Regardless, how much does Putin care about elite or popular sentiment?
Tabarovsky says the Russian leader “obviously does care about public opinion, because he understands the explosive nature of what’s happening now – that’s why he’s taking such great measures to suppress the information.” Alperovitch tweeted: “The unpopularity of this war inside Russia (not to mention the universal international outrage) is going to multiply dramatically with each coming day (along with casualties).”

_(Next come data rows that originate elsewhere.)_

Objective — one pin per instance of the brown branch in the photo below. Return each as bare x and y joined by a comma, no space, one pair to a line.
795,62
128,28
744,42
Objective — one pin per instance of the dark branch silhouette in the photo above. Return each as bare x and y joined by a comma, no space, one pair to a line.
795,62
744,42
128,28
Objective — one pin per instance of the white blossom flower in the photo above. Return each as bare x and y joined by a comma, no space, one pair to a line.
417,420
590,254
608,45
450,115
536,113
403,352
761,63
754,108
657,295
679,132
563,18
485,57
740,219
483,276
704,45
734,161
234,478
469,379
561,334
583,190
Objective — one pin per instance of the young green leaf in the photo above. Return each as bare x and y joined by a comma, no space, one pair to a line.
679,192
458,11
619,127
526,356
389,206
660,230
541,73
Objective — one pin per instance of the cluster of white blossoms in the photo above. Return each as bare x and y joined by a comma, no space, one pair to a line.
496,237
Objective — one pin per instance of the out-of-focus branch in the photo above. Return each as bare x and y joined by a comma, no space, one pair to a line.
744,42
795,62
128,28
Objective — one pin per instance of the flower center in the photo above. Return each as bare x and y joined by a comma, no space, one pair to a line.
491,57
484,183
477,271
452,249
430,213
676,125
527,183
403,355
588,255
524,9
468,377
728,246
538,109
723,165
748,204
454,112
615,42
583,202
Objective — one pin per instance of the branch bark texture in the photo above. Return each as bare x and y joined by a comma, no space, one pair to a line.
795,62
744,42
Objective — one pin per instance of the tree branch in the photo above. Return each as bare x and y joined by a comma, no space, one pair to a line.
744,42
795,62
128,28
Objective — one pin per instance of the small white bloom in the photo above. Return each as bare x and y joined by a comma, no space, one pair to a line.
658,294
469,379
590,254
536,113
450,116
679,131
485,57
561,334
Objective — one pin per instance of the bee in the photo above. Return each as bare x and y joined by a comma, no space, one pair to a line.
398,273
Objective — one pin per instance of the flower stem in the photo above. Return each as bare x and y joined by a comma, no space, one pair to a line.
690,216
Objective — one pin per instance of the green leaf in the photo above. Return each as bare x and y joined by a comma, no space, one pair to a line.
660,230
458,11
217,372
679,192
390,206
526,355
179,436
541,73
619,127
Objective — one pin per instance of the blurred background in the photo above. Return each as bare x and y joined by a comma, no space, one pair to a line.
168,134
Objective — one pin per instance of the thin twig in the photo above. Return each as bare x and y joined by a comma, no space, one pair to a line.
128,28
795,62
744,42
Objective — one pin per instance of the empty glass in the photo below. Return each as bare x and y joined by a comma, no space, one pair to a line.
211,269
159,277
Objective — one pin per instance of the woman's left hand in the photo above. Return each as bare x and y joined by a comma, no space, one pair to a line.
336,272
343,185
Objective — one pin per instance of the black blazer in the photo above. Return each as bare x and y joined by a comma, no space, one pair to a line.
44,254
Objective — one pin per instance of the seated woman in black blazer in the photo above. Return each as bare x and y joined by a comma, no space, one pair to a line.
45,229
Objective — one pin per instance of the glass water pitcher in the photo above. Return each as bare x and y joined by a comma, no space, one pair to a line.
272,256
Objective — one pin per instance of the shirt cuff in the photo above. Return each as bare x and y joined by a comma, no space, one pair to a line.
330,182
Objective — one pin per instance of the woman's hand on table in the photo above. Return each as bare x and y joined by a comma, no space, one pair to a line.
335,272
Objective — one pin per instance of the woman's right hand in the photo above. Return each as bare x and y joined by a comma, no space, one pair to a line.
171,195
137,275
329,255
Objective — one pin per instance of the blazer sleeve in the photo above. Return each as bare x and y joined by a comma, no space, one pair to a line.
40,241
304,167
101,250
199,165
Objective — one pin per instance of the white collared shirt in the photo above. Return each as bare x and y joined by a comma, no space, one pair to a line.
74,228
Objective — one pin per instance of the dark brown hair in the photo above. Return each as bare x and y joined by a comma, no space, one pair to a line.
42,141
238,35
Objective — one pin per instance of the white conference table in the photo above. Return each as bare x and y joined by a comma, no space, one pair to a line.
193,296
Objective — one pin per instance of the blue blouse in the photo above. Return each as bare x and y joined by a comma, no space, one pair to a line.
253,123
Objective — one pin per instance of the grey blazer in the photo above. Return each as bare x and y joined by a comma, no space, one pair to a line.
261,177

The group of political scientists writing in the Washington Post observed:
…public opposition has not always constrained Putin’s actions. Russians were not eager for war in Ukraine before the 2014 annexation of Crimea, and polls before Russia’s intervention in Syria showed opposition. Yet public opinion changed quickly as events on the ground unfolded — and this could, in principle, happen again. Once Ukrainian President Viktor Yanukovych fled the country in 2014 amid the Euromaidan protests, Russian state media kicked into gear. Public opinion toward Ukraine deteriorated very rapidly.
Kara-Murza perhaps inadvertently alludes to the likely tempered effect of any public statements and demonstrations against Putin’s historic gamble:
“Whether domestic opposition to the war in Russia can have any practical effect is far from certain. What is certain is that by raising their voices against yet another Kremlin aggression, members of Russia’s cultural elite, acting in the best traditions of Russian and Soviet intelligentsia, are upholding the nation’s honor in the same way the seven demonstrators who protested on Red Square against the Soviet invasion of Czechoslovakia did in August 1968.”
Kara-Murza, of course, didn’t state the obvious: Those courageous seven didn’t stop that invasion. Still, Tabarovsky says, “I think the information will spread. At some point, people will have to ask themselves what is really going on here.”
“There also is a good chance that, with this, Putin has bitten off more than he can chew,” she says. “Perhaps this war will break him. We don’t know.”